5. Perubahan pengaturan keseimbangan air pada lanjut usia. Perubahan fungsi ginjal
berhubungan dengan usia, dimana pada peningkatan usia maka pengaturan
metabolisme air menjadi terganggu yang sering terjadi pada lanjut usia. Jumlah
total air dalam tubuh menurun sejalan dengan peningkatan usia. Penurunan ini
lebih berarti pada perempuan daripada laki-laki, prinsipnya adalah penurunan
indeks massa tubuh karena terjadi peningkatan jumlah lemak dalam tubuh. Pada
lanjut usia, untuk mensekresi sejumlah urin atau kehilangan air dapat
meningkatkan osmolaritas cairan ekstraseluler dan menyebabkan penurunan
volume yang mengakibatkan timbulnya rasa haus subjektif. Pusat-pusat yang
mengatur perasaan haus timbul terletak pada daerah yang menghasilkan ADH di
hypothalamus.
Pada lanjut usia, respon ginjal pada vasopressin berkurang
biladibandingkan dengan usia muda yang menyebabkan konsentrasi urin juga
berkurang, Kemampuan ginjal pada kelompok lanjut usia untuk mencairkan dan
mengeluarkan kelebihan air tidak dievaluasi secara intensif. Orang dewasa sehat
mengeluarkan 80% atau lebih dari air yang diminum (20 ml/kgBB) dalam 5 jam.

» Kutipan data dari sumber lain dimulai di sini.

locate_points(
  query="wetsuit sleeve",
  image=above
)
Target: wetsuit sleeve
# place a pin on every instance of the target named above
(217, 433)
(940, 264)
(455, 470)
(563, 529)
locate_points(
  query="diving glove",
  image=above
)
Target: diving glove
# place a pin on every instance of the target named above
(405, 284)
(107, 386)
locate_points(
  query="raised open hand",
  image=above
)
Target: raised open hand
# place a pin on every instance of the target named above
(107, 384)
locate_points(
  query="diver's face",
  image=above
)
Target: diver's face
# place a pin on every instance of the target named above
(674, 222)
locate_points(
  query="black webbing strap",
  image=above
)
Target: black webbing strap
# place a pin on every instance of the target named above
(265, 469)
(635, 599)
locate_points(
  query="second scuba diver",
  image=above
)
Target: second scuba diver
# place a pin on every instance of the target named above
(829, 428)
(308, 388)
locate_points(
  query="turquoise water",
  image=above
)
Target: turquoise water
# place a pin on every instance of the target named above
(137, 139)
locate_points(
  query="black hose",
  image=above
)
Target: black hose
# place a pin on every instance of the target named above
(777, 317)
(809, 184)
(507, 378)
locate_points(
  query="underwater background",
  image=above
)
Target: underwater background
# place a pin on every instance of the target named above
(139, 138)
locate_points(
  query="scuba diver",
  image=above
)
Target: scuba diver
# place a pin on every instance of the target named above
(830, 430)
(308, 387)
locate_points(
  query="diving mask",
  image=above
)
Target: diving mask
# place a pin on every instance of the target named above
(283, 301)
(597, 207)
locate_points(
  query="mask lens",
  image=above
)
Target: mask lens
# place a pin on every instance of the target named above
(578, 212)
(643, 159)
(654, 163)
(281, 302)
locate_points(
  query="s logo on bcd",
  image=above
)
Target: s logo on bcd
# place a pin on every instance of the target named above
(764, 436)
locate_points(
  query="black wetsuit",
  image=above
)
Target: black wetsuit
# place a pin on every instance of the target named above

Proses penuaan berdampak pada perubahan-perubahan dihampir semua organ
tubuh termaksuat pada organ berkemih yang mengakibatkan orang usia lanjut lebih
mudah mengalami problem inkontinensia urian. Perubahan-perubahan yang
menyebabkan orang usia lanjut mudah mengalami inkontinensia urin antaranya
adalah:
1. Melemahnya otot dasar panggul yang menyanggah kandung kemih dan pintu
(sfinter) saluran kemih.
2. Timbulnya kontraksi abdomen pada kandung kemih yang menimbulkan
rangsangan untuk berkemih sebelum waktunya.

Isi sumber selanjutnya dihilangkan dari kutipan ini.